In-Stat expects the South Asian country's industry output to grow from $11.5 billion last year to $40 billion in 2010. That's still well below China, which pumped out $272 billion worth of electronics goods in 2004.
India's compound annual growth rate (CAGR) will outpace China's, however, 23 percent to 21 percent, Elaine Potter, an In-Stat spokeswoman, told internetnews.com.
A number of factors will fuel India's boom, including comparatively low costs for raw materials and skilled labor.
But like any emerging IT hub, India must makes several moves to maximize its potential.
It has ''an infrastructure that needs to be improved at the earliest possibility, easing of foreign investment procedures, which is underway, and a restructured government tariff that now makes domestically manufactured goods more expensive than imported goods with zero tariff,'' Bryan Wang, In-Stat analyst, said in the report.

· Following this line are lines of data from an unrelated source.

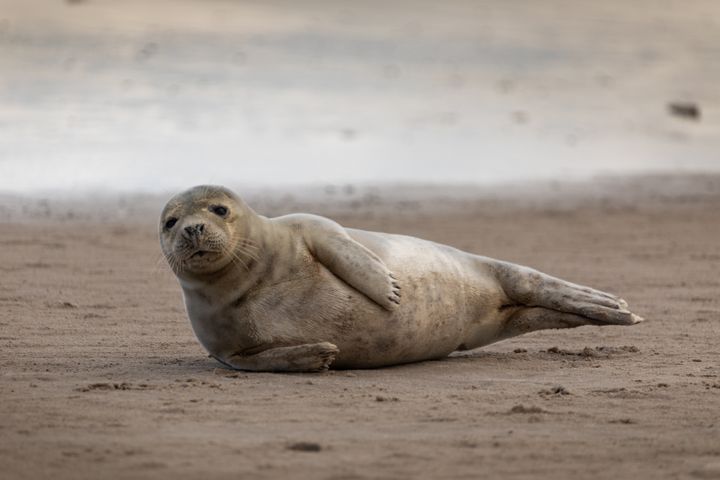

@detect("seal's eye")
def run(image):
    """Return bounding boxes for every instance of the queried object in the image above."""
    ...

[210,205,227,217]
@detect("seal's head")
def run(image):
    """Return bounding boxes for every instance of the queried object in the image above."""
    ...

[160,185,254,275]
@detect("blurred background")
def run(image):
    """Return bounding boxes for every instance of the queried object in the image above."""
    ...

[0,0,720,193]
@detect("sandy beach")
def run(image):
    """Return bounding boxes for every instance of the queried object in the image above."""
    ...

[0,176,720,479]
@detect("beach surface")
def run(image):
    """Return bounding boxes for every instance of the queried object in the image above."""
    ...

[0,176,720,479]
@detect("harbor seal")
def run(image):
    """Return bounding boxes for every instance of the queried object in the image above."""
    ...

[160,186,642,372]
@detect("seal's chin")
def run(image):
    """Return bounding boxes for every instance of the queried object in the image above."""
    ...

[183,249,224,272]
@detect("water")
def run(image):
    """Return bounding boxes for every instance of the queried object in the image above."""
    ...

[0,0,720,193]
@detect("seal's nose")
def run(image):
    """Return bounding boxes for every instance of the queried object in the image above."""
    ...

[185,223,205,237]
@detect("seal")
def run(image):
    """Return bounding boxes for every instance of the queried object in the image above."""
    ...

[160,186,642,372]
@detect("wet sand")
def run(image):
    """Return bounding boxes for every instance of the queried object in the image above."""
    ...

[0,177,720,479]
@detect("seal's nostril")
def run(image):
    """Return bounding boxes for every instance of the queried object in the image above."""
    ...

[184,223,205,235]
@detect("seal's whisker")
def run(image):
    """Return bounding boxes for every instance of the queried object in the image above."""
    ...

[222,246,250,271]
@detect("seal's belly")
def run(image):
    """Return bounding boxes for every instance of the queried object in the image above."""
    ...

[192,232,500,368]
[236,237,500,368]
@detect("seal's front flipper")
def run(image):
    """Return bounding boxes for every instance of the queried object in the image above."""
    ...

[303,215,400,310]
[217,342,340,372]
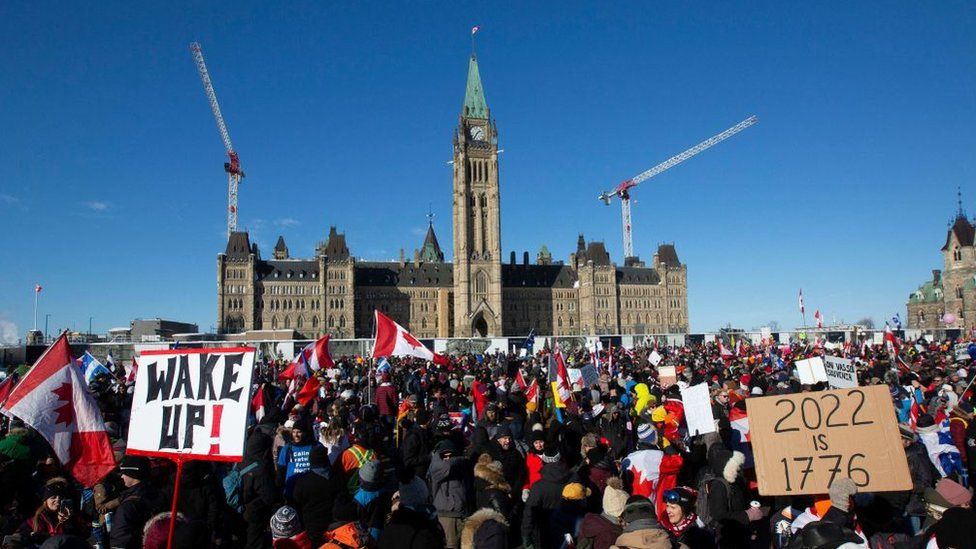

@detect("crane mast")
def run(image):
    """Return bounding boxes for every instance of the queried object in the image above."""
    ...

[597,116,759,261]
[190,42,244,233]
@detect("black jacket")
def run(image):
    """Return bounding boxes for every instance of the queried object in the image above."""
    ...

[109,481,166,549]
[291,468,345,547]
[522,460,573,547]
[400,424,433,478]
[376,507,444,549]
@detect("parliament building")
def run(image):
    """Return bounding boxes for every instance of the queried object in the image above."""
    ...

[217,55,688,339]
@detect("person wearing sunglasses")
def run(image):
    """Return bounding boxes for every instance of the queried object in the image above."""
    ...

[661,486,715,549]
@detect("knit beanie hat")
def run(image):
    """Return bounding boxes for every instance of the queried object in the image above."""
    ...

[563,482,590,501]
[271,505,302,539]
[828,477,857,512]
[359,459,383,492]
[603,477,630,518]
[620,496,657,524]
[308,444,331,469]
[935,478,973,506]
[637,423,657,445]
[400,476,430,507]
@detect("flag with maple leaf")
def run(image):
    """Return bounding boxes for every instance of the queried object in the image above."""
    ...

[373,311,448,364]
[0,332,114,487]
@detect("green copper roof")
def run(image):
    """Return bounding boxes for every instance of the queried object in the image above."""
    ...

[461,55,488,120]
[908,280,942,303]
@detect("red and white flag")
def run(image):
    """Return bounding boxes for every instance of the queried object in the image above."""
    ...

[525,379,539,402]
[373,311,448,364]
[251,383,267,423]
[278,334,335,379]
[2,334,113,487]
[729,406,751,442]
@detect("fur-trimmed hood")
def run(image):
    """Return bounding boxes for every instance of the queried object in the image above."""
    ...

[461,509,508,549]
[474,459,512,492]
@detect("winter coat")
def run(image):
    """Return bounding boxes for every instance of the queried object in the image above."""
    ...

[474,461,512,518]
[522,461,573,548]
[461,509,509,549]
[488,440,528,496]
[611,528,672,549]
[576,513,624,549]
[377,506,444,549]
[400,424,433,478]
[110,481,165,549]
[376,382,398,417]
[239,431,279,525]
[427,453,471,518]
[292,467,346,546]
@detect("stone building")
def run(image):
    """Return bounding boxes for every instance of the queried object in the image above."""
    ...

[908,199,976,329]
[217,51,688,338]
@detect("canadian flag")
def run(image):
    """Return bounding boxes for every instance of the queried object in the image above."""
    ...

[729,406,751,442]
[549,343,573,408]
[373,311,448,364]
[884,322,900,354]
[0,334,115,487]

Companies based in the North America, Europe and Asia could help with the infrastructure upgrades. Last week, AT&T said it was building out its network in India, China and as part of a $10 billion capital improvement plan.
And the increasing presence of data centers, research and development facilities and software labs could spur further investments in network systems.
The Indian market for equipment and services is expected to jump to $24.3 billion by 2006, up from $13.7 billion in 2001, according to telecom research firm Frost & Sullivan.
Nortel CEO Bill Owens said India is among the spots the company is betting on for future growth. Nortel is supplying telecom carrier Bharat Sanchar Nigam Limited (BSNL) with equipment for a GSM network.
Owens called the transformation of the country in the last few years ''remarkable''. ''We have to be in India,'' he told shareholders at their annual meeting.